Мы сели на диване в гостиной, рука Оскара лежала рядом с моей. Он потянулся к моей руке, такой маленький и беззащитный; детская рука, нуждавшаяся в поддержке. Сэмми сидел в окне патио, глядя вниз в сад, в блаженном неведении о том, что вот-вот должно открыться. Оскар молчал, ему было трудно начать.
– Как те мужчины причинили тебе боль? – спустя мгновение спросила я.
– Они делали со мной… разные вещи. – Голос Оскара был слабым, он звучал лишь чуть громче шепота.
– Какие вещи, милый?
– Грубые, плохие вещи. Мне было больно.
– Можешь сказать, что это было, чтобы я могла объяснить твоему социальному работнику и полиции?
Снова молчание, а потом:
– Да. Они заставляли меня снимать штаны. Трогали меня в интимных местах и фотографировали.

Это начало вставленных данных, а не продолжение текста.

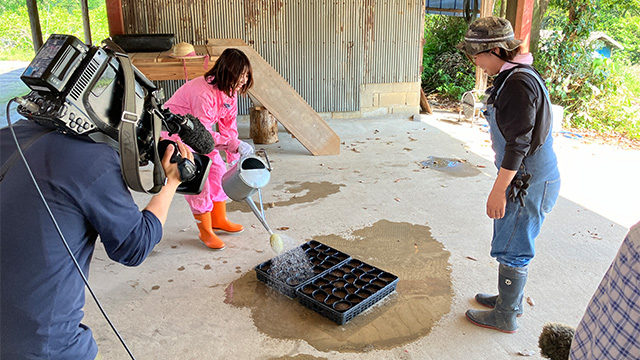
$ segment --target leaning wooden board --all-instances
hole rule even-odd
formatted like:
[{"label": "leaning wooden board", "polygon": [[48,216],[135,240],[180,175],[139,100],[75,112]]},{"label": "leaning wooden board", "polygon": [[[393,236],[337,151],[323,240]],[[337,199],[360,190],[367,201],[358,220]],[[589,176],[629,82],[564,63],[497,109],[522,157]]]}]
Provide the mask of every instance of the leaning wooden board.
[{"label": "leaning wooden board", "polygon": [[254,84],[250,95],[313,155],[340,153],[340,137],[298,92],[241,39],[208,39],[211,56],[219,56],[227,48],[242,50],[253,68]]}]

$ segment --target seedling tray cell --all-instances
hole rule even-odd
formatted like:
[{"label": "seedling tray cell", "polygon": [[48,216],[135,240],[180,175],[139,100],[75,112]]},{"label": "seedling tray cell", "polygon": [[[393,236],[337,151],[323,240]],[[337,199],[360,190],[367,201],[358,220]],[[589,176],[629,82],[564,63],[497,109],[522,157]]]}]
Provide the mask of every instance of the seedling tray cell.
[{"label": "seedling tray cell", "polygon": [[255,270],[258,280],[295,298],[298,287],[329,273],[347,260],[349,255],[311,240],[257,265]]},{"label": "seedling tray cell", "polygon": [[349,259],[296,290],[298,301],[343,325],[391,294],[398,277],[357,259]]}]

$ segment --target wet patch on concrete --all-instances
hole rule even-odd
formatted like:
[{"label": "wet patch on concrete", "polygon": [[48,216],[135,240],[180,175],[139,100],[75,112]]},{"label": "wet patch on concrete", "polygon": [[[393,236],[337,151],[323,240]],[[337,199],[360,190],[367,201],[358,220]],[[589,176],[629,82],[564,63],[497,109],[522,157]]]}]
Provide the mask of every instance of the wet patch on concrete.
[{"label": "wet patch on concrete", "polygon": [[[275,191],[284,191],[288,194],[294,194],[290,199],[276,202],[264,203],[264,208],[269,209],[273,207],[281,207],[281,206],[289,206],[295,204],[305,204],[312,203],[319,199],[324,199],[329,197],[330,195],[336,194],[340,192],[340,188],[344,187],[344,184],[334,184],[329,181],[321,181],[321,182],[297,182],[297,181],[287,181],[283,185],[275,187],[273,190]],[[263,201],[264,201],[264,192],[263,192]],[[257,203],[258,197],[254,196],[254,201],[256,201],[256,206],[258,209],[260,208],[260,204]],[[228,211],[241,211],[241,212],[251,212],[251,208],[245,202],[232,201],[227,204]]]},{"label": "wet patch on concrete", "polygon": [[255,271],[228,286],[225,303],[250,308],[255,326],[270,337],[301,339],[319,351],[340,352],[413,342],[449,312],[450,254],[433,239],[428,226],[381,220],[349,236],[313,240],[397,275],[396,291],[342,326],[259,282]]},{"label": "wet patch on concrete", "polygon": [[470,177],[481,173],[477,167],[462,159],[429,156],[427,160],[420,161],[419,164],[425,169],[433,169],[457,177]]},{"label": "wet patch on concrete", "polygon": [[269,360],[329,360],[326,357],[316,357],[309,354],[298,354],[296,356],[278,356]]}]

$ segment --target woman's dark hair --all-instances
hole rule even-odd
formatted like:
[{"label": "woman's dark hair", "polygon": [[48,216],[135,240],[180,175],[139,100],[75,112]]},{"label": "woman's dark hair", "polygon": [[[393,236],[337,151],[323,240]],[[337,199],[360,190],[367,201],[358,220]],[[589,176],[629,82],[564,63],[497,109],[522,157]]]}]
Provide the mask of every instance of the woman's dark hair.
[{"label": "woman's dark hair", "polygon": [[229,48],[222,52],[213,67],[204,74],[204,78],[211,85],[218,85],[220,91],[231,97],[236,84],[245,72],[247,72],[247,83],[238,91],[241,95],[246,94],[253,86],[253,70],[247,55],[238,49]]},{"label": "woman's dark hair", "polygon": [[500,55],[499,57],[502,60],[511,61],[515,59],[518,54],[520,54],[520,46],[511,51],[500,48],[500,53],[498,55]]}]

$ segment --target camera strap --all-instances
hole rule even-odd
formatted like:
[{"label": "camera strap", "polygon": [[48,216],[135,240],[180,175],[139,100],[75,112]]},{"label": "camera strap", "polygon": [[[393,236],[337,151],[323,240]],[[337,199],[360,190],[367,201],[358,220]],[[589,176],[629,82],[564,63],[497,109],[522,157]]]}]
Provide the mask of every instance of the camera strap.
[{"label": "camera strap", "polygon": [[118,127],[120,144],[120,167],[127,185],[134,191],[157,194],[164,186],[165,173],[162,168],[157,144],[162,128],[160,118],[151,113],[151,131],[153,133],[153,184],[143,185],[140,176],[140,155],[138,151],[137,128],[140,118],[136,113],[135,73],[129,56],[113,41],[105,43],[114,51],[124,74],[124,93],[122,96],[122,118]]}]

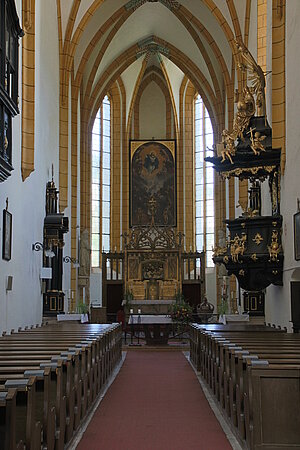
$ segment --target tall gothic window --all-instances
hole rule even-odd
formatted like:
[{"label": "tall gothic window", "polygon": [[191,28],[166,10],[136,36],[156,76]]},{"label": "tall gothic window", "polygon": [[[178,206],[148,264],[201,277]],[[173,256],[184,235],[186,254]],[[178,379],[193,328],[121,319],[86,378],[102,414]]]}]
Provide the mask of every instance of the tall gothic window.
[{"label": "tall gothic window", "polygon": [[92,267],[110,250],[110,109],[106,96],[92,130]]},{"label": "tall gothic window", "polygon": [[213,129],[200,95],[195,99],[195,199],[196,248],[206,252],[206,267],[213,267],[214,246],[214,172],[206,156],[213,156]]}]

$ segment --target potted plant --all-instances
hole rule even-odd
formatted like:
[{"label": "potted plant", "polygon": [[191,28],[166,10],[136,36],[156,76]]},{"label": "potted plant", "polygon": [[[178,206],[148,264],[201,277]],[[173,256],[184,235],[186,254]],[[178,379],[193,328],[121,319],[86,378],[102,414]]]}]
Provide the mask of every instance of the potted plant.
[{"label": "potted plant", "polygon": [[175,297],[175,303],[171,305],[170,316],[179,333],[186,330],[191,320],[192,312],[192,307],[185,301],[183,293],[178,291]]},{"label": "potted plant", "polygon": [[228,312],[227,300],[222,298],[220,303],[218,304],[218,314],[219,316],[224,316],[224,314],[227,314],[227,312]]},{"label": "potted plant", "polygon": [[77,314],[88,314],[89,306],[85,303],[78,303],[76,306]]}]

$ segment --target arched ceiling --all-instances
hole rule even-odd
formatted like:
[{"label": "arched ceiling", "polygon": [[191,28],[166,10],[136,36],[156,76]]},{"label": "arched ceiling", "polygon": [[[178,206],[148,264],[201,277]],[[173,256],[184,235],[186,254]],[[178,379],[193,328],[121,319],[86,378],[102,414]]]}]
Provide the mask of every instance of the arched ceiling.
[{"label": "arched ceiling", "polygon": [[82,86],[91,113],[103,89],[121,77],[128,118],[137,83],[147,67],[158,67],[177,117],[185,75],[202,92],[212,113],[224,114],[234,87],[233,39],[245,38],[254,2],[57,0],[63,76],[74,70],[76,86]]}]

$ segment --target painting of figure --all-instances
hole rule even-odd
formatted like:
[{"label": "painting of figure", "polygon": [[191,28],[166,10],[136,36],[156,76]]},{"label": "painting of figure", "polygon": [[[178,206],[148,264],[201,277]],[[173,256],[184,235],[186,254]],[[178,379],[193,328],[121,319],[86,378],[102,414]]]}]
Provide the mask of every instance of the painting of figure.
[{"label": "painting of figure", "polygon": [[130,225],[176,226],[175,141],[130,141]]}]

Я почувствовала, как к горлу физически подкатывает тошнота, и глубко вдохнула, чтобы успокоиться.
– Оба мужчины это делали? – спросила я.
Оскар кивнул.
– Это были те двое мужчин из машины?
– Да.
– Кто-то еще при этом присутствовал?
– Нет.
– Ты можешь сказать мне, как зовут тех двух мужчин?
Оскар покачал головой.
– Можешь написать их, если я дам тебе ручку и бумагу?
– Нет. Они сделают мне больно, если я скажу, – по-прежнему едва слышно проговорил Оскар.
– Они тебе так сказали?
– Да.
– Они очень плохие люди, Оскар, но больше они не смогут причинить тебе вред. – Я держала его маленькую руку в своих. – Теперь ты в безопасности.

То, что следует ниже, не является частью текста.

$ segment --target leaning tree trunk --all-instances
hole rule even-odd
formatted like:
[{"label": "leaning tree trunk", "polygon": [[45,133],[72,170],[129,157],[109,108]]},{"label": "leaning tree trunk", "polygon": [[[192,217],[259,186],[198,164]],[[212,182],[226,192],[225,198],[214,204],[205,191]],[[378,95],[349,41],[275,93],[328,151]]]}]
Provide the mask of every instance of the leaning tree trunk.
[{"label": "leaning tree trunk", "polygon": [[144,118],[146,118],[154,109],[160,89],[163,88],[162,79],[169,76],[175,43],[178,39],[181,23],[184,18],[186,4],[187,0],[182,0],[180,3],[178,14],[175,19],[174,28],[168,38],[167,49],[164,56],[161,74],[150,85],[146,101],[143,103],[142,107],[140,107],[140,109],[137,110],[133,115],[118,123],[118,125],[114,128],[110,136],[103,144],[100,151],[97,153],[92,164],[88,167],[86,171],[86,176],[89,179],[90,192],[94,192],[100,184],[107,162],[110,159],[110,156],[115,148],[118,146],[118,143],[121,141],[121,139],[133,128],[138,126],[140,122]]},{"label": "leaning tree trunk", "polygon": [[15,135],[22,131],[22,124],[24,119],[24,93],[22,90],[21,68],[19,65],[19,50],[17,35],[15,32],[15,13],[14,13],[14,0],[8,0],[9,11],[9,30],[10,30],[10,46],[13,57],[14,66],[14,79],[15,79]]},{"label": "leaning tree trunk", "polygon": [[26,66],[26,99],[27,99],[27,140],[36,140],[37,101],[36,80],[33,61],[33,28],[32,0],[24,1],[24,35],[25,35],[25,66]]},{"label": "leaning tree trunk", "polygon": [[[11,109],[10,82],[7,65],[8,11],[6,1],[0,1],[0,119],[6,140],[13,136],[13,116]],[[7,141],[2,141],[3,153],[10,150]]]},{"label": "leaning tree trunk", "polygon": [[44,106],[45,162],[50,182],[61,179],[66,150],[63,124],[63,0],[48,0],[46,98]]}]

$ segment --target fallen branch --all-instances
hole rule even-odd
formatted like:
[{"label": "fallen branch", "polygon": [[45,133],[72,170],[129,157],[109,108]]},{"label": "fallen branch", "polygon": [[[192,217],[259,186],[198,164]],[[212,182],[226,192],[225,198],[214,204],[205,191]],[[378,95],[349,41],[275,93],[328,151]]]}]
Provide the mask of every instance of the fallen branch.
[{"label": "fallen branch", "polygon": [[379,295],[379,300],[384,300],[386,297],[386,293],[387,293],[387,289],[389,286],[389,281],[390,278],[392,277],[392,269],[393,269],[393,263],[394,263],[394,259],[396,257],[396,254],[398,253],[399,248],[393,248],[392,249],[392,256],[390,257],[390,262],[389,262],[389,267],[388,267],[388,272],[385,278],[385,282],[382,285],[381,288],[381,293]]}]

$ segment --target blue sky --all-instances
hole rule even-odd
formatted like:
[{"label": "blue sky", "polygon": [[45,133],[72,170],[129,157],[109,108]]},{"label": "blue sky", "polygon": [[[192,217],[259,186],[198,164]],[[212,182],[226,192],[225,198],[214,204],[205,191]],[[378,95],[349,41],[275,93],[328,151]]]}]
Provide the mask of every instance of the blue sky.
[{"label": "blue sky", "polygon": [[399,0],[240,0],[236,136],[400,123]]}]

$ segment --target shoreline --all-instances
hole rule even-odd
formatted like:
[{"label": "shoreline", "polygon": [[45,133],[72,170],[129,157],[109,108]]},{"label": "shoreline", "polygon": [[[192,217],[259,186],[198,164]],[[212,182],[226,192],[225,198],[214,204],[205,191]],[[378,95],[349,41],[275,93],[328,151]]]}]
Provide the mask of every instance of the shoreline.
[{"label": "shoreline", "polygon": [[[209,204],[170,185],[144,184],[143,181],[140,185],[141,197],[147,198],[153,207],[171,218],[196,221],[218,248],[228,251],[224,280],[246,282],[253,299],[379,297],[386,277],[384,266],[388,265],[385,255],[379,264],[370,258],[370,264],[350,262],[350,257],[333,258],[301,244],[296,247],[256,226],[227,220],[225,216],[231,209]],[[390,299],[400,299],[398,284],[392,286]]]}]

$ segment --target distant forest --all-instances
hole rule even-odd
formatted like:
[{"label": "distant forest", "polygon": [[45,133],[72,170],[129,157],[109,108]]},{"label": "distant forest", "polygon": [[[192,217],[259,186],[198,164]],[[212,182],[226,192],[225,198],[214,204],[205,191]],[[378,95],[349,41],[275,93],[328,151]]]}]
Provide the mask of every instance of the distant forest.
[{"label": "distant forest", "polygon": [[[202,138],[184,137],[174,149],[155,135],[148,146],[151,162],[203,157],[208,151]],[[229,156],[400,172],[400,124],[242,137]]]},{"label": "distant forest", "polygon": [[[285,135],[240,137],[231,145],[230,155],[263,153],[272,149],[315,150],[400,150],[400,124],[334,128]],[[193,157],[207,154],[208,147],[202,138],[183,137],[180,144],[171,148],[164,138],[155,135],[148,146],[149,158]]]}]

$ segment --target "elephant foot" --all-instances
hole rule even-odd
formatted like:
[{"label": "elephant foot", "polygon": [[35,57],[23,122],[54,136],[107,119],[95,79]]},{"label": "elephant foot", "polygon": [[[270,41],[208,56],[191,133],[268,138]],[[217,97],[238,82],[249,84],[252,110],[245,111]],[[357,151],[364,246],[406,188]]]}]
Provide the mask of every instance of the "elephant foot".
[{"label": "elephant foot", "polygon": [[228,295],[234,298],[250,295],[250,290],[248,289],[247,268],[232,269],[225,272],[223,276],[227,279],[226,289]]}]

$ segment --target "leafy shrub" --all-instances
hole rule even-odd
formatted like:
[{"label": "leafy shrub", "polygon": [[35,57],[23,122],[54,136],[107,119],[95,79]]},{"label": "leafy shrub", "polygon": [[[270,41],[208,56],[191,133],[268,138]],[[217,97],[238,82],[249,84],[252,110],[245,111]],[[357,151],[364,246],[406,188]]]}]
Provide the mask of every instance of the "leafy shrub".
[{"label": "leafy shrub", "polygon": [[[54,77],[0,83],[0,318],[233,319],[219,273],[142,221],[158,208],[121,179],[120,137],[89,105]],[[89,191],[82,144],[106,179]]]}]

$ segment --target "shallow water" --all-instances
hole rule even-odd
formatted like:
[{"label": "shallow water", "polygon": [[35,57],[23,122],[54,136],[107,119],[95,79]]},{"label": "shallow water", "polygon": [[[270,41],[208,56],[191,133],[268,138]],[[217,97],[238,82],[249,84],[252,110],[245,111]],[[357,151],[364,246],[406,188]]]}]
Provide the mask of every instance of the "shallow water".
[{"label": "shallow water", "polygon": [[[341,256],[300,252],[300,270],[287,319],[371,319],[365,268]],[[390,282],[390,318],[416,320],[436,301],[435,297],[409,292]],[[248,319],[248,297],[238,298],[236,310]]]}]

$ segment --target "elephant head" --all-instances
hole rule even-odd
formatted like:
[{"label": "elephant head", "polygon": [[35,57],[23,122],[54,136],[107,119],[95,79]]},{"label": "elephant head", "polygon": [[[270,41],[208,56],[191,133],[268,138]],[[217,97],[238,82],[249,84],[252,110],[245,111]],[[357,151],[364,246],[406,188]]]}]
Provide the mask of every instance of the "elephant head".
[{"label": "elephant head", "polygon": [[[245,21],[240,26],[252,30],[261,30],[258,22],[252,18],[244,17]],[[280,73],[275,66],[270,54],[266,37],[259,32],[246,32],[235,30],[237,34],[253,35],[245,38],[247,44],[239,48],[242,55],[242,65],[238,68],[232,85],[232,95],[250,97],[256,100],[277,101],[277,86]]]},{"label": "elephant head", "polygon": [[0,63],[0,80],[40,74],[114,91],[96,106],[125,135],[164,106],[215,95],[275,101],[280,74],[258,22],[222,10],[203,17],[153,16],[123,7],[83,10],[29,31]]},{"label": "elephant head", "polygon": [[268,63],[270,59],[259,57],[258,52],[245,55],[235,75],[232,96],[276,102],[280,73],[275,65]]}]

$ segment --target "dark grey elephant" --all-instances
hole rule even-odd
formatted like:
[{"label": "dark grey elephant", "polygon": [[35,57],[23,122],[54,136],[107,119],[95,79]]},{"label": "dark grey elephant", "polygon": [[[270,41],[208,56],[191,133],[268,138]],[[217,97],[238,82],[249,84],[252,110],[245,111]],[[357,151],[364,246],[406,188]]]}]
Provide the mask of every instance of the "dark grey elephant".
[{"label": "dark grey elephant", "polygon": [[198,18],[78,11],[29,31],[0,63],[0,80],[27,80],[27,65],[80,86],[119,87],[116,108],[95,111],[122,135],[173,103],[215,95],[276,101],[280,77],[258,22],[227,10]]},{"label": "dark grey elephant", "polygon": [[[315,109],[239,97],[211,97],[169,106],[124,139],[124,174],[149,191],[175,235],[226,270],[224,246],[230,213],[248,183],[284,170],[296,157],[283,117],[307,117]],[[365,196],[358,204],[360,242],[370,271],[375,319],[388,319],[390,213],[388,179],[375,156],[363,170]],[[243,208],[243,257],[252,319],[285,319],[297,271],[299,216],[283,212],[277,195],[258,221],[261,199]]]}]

– Я так не думаю, – сказал Оскар, его голос дрожал. – Они сказали, что найдут меня, если я расскажу об этом, и порежут меня на мелкие куски. Но я должен был рассказать вам, потому что я все время чувствую себя несчастным.
– Я знаю, милый. – Я обняла его одной рукой. – Ты поступил правильно. Они больше не обидят тебя, – смаргивая слезы, твердо сказала я. – Они и близко не подойдут к тебе, никогда. Ты говорил твоей маме, что они делали?
Оскар покачал головой.
– Они сказали, что, если я расскажу ей или кому-нибудь другому, кому угодно, они порежут на мелкие куски и ее тоже. Но я рассказал вам. Они придут и заберут вас, меня и мамочку? – Он смотрел на меня, застыв от ужаса.

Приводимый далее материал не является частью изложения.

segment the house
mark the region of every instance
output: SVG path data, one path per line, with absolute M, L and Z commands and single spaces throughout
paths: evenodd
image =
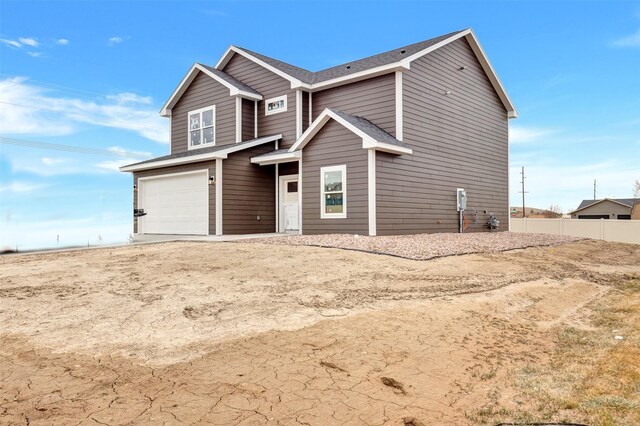
M 470 29 L 318 72 L 231 46 L 161 115 L 169 155 L 120 168 L 136 234 L 458 232 L 459 188 L 466 232 L 508 223 L 517 113 Z
M 631 219 L 631 210 L 640 198 L 604 198 L 583 200 L 570 212 L 571 219 Z

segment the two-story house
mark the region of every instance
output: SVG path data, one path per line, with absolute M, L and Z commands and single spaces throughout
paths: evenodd
M 231 46 L 162 108 L 171 151 L 132 172 L 138 234 L 466 232 L 508 218 L 516 111 L 474 33 L 318 72 Z

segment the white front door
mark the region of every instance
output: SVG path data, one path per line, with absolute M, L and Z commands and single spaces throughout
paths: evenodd
M 280 176 L 280 232 L 297 231 L 299 225 L 298 175 Z

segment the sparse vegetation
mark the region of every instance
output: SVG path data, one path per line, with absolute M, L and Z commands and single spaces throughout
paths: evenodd
M 467 418 L 482 424 L 640 424 L 640 277 L 610 285 L 614 290 L 591 306 L 587 326 L 555 331 L 549 362 L 512 372 L 520 391 L 515 407 L 496 401 Z

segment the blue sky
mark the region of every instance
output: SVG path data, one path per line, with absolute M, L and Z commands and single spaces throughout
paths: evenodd
M 520 114 L 511 203 L 521 166 L 531 206 L 571 210 L 593 179 L 598 197 L 631 197 L 639 2 L 3 0 L 0 247 L 126 241 L 132 179 L 117 166 L 168 153 L 160 107 L 230 44 L 319 70 L 467 27 Z

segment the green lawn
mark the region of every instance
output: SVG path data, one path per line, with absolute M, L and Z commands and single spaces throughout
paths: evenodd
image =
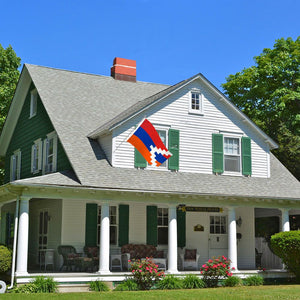
M 164 290 L 139 292 L 89 292 L 66 294 L 3 294 L 0 299 L 59 299 L 59 300 L 89 300 L 89 299 L 300 299 L 300 285 L 268 285 L 259 287 L 215 288 L 200 290 Z

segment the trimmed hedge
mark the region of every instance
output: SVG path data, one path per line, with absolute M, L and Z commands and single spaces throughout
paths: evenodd
M 282 259 L 287 269 L 300 282 L 300 230 L 279 232 L 271 237 L 273 252 Z

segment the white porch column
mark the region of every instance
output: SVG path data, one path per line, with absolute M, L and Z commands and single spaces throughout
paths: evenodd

– Нет, они этого не сделают. Ни в коем случае. Я обещаю тебе. Они не причинят боли ни тебе, никому другому из нас. Их посадят в тюрьму. Надолго.
– Я боюсь, – сказал Оскар, дрожа. – Они дали мне те игрушки и говорили, что я не должен рассказывать, но мне не нужны игрушки.
– Я знаю. Я убрала их. Ты правильно поступил, что рассказал мне обо всем.
– Когда я увидел игрушки, это напомнило мне о том, как они делали мне больно, – проговорил Оскар. – Поэтому я намочил штаны.
– Я понимаю. Они очень плохие люди, и их накажут. Тебе больше не причинят боли.
Его рука дрожала в моей. Он пытался сказать что-то еще.
– Иногда я мочился, когда они делали со мной плохие вещи, и они смеялись.
Я тяжело сглотнула.
– Они злые, ужасные люди, – сказала я, стараясь сдержать гнев.
– Я должен был наклоняться, чтобы они могли сфотографировать мой зад и член. Я знал, что это плохо, но я не мог их остановить. – Он заплакал.
Я прижала его к себе. Я хотела заговорить, но слова застревали в горле. Прошло мгновение, прежде чем я смогла спросить:
– Где все это происходило?
– У меня дома, когда я приходил из школы. Я ненавидел возвращаться из школы домой. Я хотел остаться с мисс Джордан.
– Мистер Новак тоже был там? – Я знала, что мистер Новак часто забирал Оскара после занятий.
– Нет. Он отводил меня домой и шел на работу. За мной должны были присматривать те, кто был в доме. Но когда я приходил после школы, там не было никого, кроме тех мужчин. Все остальные работали. До самого ужина там были только я и они.
– Как часто они делали это с тобой? – спросила я. Было важно собрать как можно больше информации, пока Оскар мог говорить об этом, чтобы рассказать Эндрю и после полиции.
– Много раз, – сказал Оскар, содрогаясь. – Когда мамочка уехала повидаться с Лукой, стало хуже. Они били меня. Так у меня появился тот синяк на щеке.
– И твоя мама не знала об этом? – снова спросила я.
– Нет.
– Ты хорошо поступил, рассказав мне, Оскар. Есть что-то еще, что ты хочешь сказать мне?
– Я не хотел делать это, – давясь очередным рыданием, ответил Оскар. – Они заставили меня. Они сказали, что это игра и мне понравится в нее играть. Но мне не понравилось, честно. Я же не виноват, правда? – Он умоляюще посмотрел на меня, и я чуть не заплакала.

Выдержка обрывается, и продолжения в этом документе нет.